The bank, which is based in Charlotte, N.C., declined to offer further details, though one prominent use of Twitter occurred in January when B of A used the microblogging service to respond to customers during a partial online banking outage.
Currently, banks devote less than 2% of their marketing budgets to social media, said Ron Shevlin, a senior analyst for Aite Group LLC of Boston, after reviewing a survey conducted in the fall of 2010.
“The real spending [by banks] on social media compliance is far from mature or widespread, but there is clearly a market for this,” Shevlin said.
Schwanhausser said that many banks would rather work with a vendor than develop technology in house because it is costly and time-consuming to do so. That is particularly the case given the undeveloped state of social media channels at most financial institutions and the uncertain payoff from making significant investments in developing their own technological solutions.
Smarsh Inc. went into business in 2001 archiving email and has since expanded its applications to include social media. The Portland, Ore. firm works with 13,000 mostly financial service companies archiving email.
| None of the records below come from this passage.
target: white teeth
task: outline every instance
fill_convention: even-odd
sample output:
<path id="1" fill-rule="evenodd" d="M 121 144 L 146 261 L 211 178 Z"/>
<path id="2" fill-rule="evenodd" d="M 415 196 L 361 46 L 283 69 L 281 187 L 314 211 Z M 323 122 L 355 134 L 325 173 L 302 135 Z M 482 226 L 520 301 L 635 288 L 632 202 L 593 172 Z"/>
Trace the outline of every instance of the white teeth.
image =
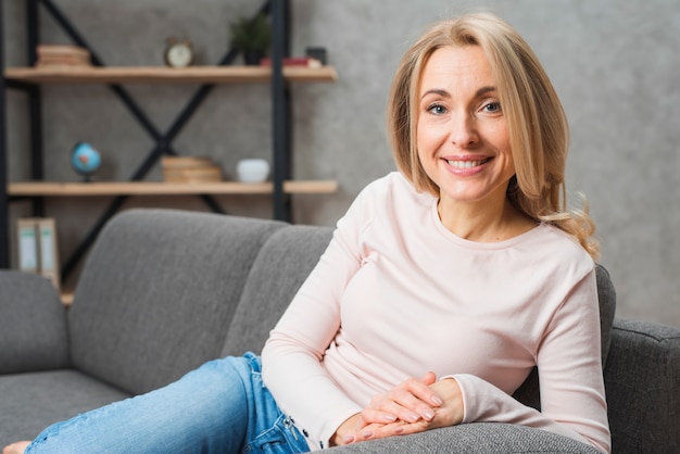
<path id="1" fill-rule="evenodd" d="M 449 161 L 446 160 L 450 166 L 455 168 L 473 168 L 481 165 L 483 161 Z"/>

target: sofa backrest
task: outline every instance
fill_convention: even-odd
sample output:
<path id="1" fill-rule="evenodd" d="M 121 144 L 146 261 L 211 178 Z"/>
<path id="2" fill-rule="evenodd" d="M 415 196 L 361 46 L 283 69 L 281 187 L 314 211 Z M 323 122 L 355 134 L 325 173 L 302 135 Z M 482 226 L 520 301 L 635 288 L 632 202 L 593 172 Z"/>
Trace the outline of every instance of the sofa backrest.
<path id="1" fill-rule="evenodd" d="M 70 311 L 74 366 L 137 394 L 217 357 L 253 261 L 286 226 L 173 210 L 116 215 Z"/>
<path id="2" fill-rule="evenodd" d="M 222 355 L 260 353 L 269 331 L 318 262 L 331 227 L 288 226 L 264 243 L 231 319 Z"/>

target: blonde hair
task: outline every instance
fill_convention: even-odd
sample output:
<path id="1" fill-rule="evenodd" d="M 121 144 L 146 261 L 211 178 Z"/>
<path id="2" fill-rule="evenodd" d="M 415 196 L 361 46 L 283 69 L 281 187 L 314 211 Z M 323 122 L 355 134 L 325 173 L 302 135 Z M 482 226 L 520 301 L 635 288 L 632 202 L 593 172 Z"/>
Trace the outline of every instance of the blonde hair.
<path id="1" fill-rule="evenodd" d="M 416 149 L 418 86 L 429 56 L 442 47 L 479 46 L 496 80 L 507 122 L 515 176 L 509 202 L 537 222 L 574 236 L 597 260 L 595 225 L 583 210 L 566 206 L 567 117 L 545 71 L 529 45 L 507 23 L 488 13 L 438 22 L 408 49 L 399 65 L 388 102 L 388 134 L 399 169 L 419 191 L 439 196 Z"/>

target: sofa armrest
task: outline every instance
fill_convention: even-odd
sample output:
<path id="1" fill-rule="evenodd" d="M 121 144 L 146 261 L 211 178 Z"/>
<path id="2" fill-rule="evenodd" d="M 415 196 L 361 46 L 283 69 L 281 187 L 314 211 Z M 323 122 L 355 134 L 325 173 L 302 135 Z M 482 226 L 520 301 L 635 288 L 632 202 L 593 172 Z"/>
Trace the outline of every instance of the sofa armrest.
<path id="1" fill-rule="evenodd" d="M 0 374 L 67 366 L 66 310 L 52 283 L 0 270 Z"/>
<path id="2" fill-rule="evenodd" d="M 613 452 L 680 453 L 680 329 L 616 319 L 604 378 Z"/>
<path id="3" fill-rule="evenodd" d="M 332 447 L 329 452 L 338 454 L 602 454 L 589 444 L 556 433 L 501 423 L 462 424 L 412 436 L 389 437 Z"/>

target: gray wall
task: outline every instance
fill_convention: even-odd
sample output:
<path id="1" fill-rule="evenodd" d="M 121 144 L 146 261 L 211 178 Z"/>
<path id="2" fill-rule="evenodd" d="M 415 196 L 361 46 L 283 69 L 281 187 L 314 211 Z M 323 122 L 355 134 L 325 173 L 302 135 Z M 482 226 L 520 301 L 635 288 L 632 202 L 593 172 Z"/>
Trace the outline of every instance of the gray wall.
<path id="1" fill-rule="evenodd" d="M 21 1 L 4 2 L 5 60 L 25 64 Z M 253 0 L 59 0 L 110 65 L 162 63 L 163 42 L 187 35 L 201 63 L 226 50 L 228 23 L 252 13 Z M 385 135 L 392 72 L 426 24 L 469 9 L 503 15 L 532 45 L 553 78 L 571 123 L 568 189 L 583 191 L 603 242 L 603 264 L 619 294 L 618 315 L 680 326 L 680 3 L 677 0 L 368 1 L 292 0 L 293 52 L 328 48 L 337 84 L 295 85 L 294 176 L 337 179 L 332 196 L 294 198 L 294 220 L 332 225 L 368 181 L 394 168 Z M 43 14 L 42 41 L 68 42 Z M 129 86 L 165 130 L 193 86 Z M 88 140 L 104 154 L 98 177 L 126 179 L 153 142 L 105 87 L 49 86 L 45 97 L 48 179 L 74 180 L 68 153 Z M 10 178 L 28 175 L 26 108 L 9 92 Z M 266 85 L 217 87 L 175 141 L 178 151 L 210 155 L 227 177 L 243 156 L 268 157 Z M 161 179 L 160 169 L 149 179 Z M 575 200 L 571 197 L 571 200 Z M 67 255 L 110 199 L 61 199 L 58 217 Z M 218 198 L 229 213 L 268 216 L 267 198 Z M 126 206 L 205 210 L 193 198 L 134 199 Z M 17 203 L 13 215 L 28 213 Z"/>

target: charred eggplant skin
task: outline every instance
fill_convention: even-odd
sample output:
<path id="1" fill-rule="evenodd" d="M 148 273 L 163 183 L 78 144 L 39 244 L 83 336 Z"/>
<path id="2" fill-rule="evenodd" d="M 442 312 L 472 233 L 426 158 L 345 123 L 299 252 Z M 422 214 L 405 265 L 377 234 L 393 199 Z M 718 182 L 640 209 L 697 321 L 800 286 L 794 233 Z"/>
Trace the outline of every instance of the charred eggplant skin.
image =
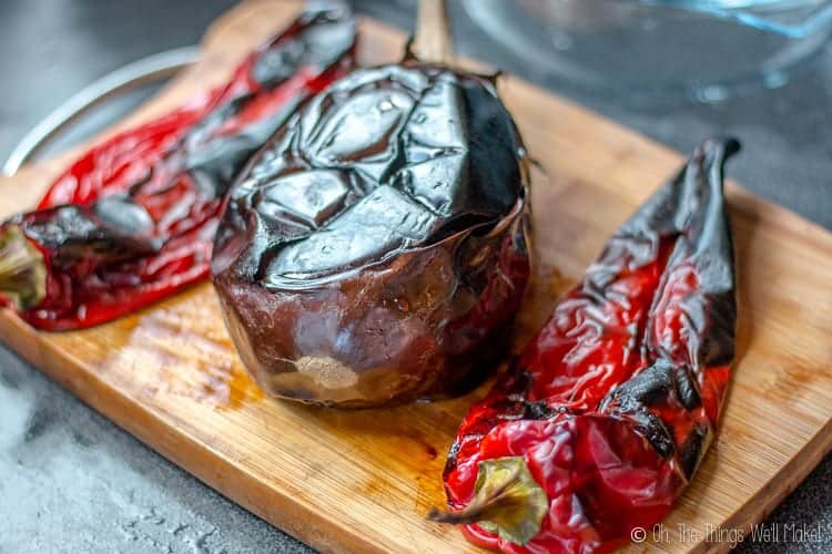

However, it enjoyed triple-digit growth in demand for its social media archiving and tracking product in the second quarter.
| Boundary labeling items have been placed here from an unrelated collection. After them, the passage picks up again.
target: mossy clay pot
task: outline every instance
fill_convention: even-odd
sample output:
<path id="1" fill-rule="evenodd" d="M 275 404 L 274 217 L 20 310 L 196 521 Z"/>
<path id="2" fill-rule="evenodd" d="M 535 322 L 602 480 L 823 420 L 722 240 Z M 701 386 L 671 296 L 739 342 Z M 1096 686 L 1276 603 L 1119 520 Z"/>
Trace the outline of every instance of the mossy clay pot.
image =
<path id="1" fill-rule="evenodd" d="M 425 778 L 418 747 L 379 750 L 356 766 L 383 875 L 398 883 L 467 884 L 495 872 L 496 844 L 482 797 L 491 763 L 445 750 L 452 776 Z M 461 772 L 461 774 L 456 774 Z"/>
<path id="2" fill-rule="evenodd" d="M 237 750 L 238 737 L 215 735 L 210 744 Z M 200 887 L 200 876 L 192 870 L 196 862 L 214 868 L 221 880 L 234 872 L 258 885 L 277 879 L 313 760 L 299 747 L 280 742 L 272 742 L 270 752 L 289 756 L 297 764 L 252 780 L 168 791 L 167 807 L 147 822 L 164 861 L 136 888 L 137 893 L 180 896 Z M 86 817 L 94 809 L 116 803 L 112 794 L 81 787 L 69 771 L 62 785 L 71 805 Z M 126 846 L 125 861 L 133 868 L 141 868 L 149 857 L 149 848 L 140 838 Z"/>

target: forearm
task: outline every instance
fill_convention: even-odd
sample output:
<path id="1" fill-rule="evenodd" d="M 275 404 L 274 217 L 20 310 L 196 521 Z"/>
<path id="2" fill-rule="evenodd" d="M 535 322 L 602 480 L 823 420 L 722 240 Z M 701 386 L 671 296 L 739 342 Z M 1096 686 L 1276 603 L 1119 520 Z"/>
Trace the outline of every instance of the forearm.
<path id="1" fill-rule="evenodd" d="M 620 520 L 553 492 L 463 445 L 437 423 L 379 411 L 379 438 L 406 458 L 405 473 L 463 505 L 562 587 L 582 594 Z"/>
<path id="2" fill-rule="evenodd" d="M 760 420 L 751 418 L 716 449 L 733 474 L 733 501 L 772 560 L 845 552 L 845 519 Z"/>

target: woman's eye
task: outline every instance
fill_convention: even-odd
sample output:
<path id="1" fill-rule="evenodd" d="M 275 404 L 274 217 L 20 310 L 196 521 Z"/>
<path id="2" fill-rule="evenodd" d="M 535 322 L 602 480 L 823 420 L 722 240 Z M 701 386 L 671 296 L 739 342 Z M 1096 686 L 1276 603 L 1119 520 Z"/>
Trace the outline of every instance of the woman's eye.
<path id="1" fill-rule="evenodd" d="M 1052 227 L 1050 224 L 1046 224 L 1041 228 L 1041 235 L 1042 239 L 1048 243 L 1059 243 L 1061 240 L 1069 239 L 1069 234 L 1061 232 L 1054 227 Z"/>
“We are seeing more interest in social media activity than we ever have before, and of all the products we have introduced since inception social media is growing at the fastest pace,” says Sam Kolbert-Hyle, Smarsh’s vice president of business development and strategy.
CoTweet, a division of ExactTarget Inc., an email and interactive marketing company in Indianapolis, said it is seeing more interest from the top banks, particularly around CoTag, a convention it developed for Twitter. CoTag enables bank representatives to personalize and authenticate their correspondence using an identifying tag at the end of their Tweets, while archiving and organizing them into a coherent workflow.
CoTweet works with two dozen financial institutions including Citi, Suntrust Banks Inc. and Wells Fargo & Co.
“[Banks] no longer have a choice [of whether] they will participate in social media,” said Jesse Engle, vice president of social media for ExactTarget. “The volume of people who want to engage with companies via social media is increasing, and their level of expectation is also increasing.”